Where are the holes in machine learning – and can we fix them?

Machine learning is taking over the world. It’s at the center of how your mobile phone, Amazon Echo and Google Home devices work and how Google produces search results. Experts predict it’s going to play a role in automating fast food production and elements of the construction and trucking industries in the coming decades – and it’s taking information security efforts to the next level in the form of more effective intrusion detection systems.

But like all good technological advances, the bad guys have the capacity to exploit machine learning algorithms. Sophos chief data scientist Joshua Saxe puts it this way:

Insecurities in machine learning algorithms can allow criminals to cause phishing sites to achieve high-ranking Google search results, can allow malware to slip by computer security defenses and, in the future, could potentially allow attackers to cause self-driving cars to malfunction.

At BSidesLV on Wednesday, Saxe outlined the dangers and ways to minimize exposure while the bigger fixes are being worked on.

The perilous unknown

Machine learning is still new enough that there are many unknowns. One is that security practitioners don’t know how to make machine learning algorithms secure. Saxe said:

While the security community has raised concerns about machine learning, most security professionals aren’t also machine learning experts, and thus can miss ways in which machine learning systems can be manipulated.  Additionally, machine learning experts recognize that today’s machine learning systems are vulnerable to attacker deception, and recognize this as an unsolved problem in machine learning.

Computer scientists are working to solve the problem, but as of now, all machine learning algorithms – even those deployed in real-world systems like search engines, robotics systems, and self-driving cars have serious security issues.

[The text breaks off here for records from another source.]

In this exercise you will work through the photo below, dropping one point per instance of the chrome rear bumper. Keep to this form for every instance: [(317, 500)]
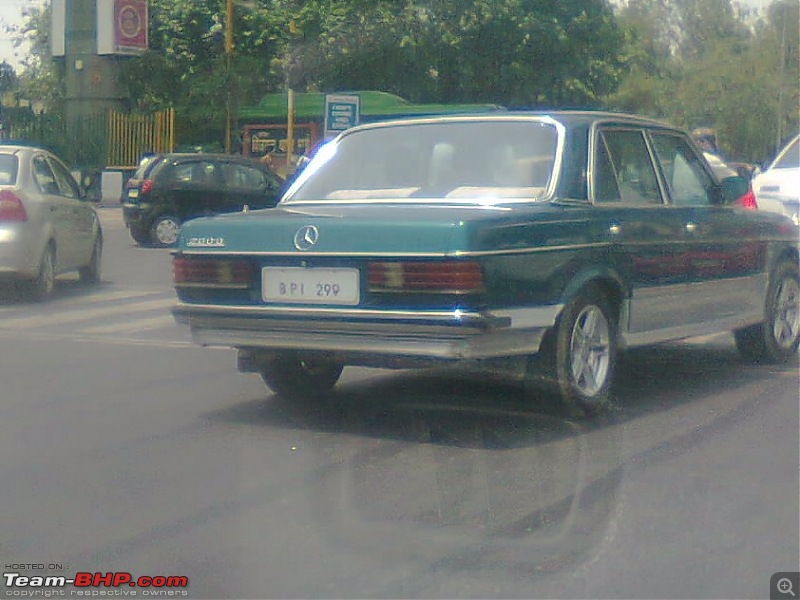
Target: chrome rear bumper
[(359, 335)]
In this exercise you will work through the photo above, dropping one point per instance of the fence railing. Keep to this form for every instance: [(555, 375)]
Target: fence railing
[(98, 141), (130, 136)]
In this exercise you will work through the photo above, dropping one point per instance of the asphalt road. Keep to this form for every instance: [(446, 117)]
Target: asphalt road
[(127, 449)]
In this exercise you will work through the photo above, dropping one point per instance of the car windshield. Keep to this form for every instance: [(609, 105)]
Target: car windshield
[(8, 169), (789, 158), (473, 161)]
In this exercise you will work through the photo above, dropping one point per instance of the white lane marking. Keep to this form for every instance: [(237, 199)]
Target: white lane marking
[(83, 315), (130, 326)]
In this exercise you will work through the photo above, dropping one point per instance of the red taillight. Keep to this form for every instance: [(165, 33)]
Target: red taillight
[(748, 201), (11, 207), (454, 277), (211, 272)]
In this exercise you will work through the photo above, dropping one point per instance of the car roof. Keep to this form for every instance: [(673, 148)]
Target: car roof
[(572, 119)]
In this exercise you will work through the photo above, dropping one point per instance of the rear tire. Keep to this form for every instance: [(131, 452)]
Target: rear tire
[(579, 356), (776, 339), (90, 274), (165, 231), (42, 287), (294, 376), (140, 236)]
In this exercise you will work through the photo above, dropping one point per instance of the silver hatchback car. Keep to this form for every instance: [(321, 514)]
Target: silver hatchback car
[(47, 225)]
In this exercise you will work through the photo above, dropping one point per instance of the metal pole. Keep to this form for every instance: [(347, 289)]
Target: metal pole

The danger to cars was one of Saxe’s main examples, as this slide demonstrates:

For security professionals, the ability to hack such technology raises the question of how the bad guys could potentially wreak havoc on machine learning-based security technology. Another example Saxe used was the potential to corrupt biometric security systems, as seen in this slide:

Now what?

Having presented the dangers, the question now is what security professionals can do to minimize the threat. Saxe’s advice:

  • Whenever possible, don’t give attackers access to your machine learning model.
  • Whenever possible, don’t give attackers black-box access to your model.
  • In cybersecurity settings, use layered defenses so that attacker deception vis-à-vis a single machine learning system is less damaging.

As scary as the threat might look to the average person, Saxe said there’s cause for hope: those in the machine learning community are well aware of the vulnerabilities and are constantly working on ways to close security holes. He said:

Researchers at Sophos are exploring the ways cybersecurity machine learning algorithms can be attacked and are working to fix these issues before criminals discover and exploit them. We’ve found some interesting mitigations, such randomizing the training sets we select and deploying diverse machine learning models, that we’ve found makes it harder for criminals to succeed.

Expect more detail on that in the near future at Naked Security.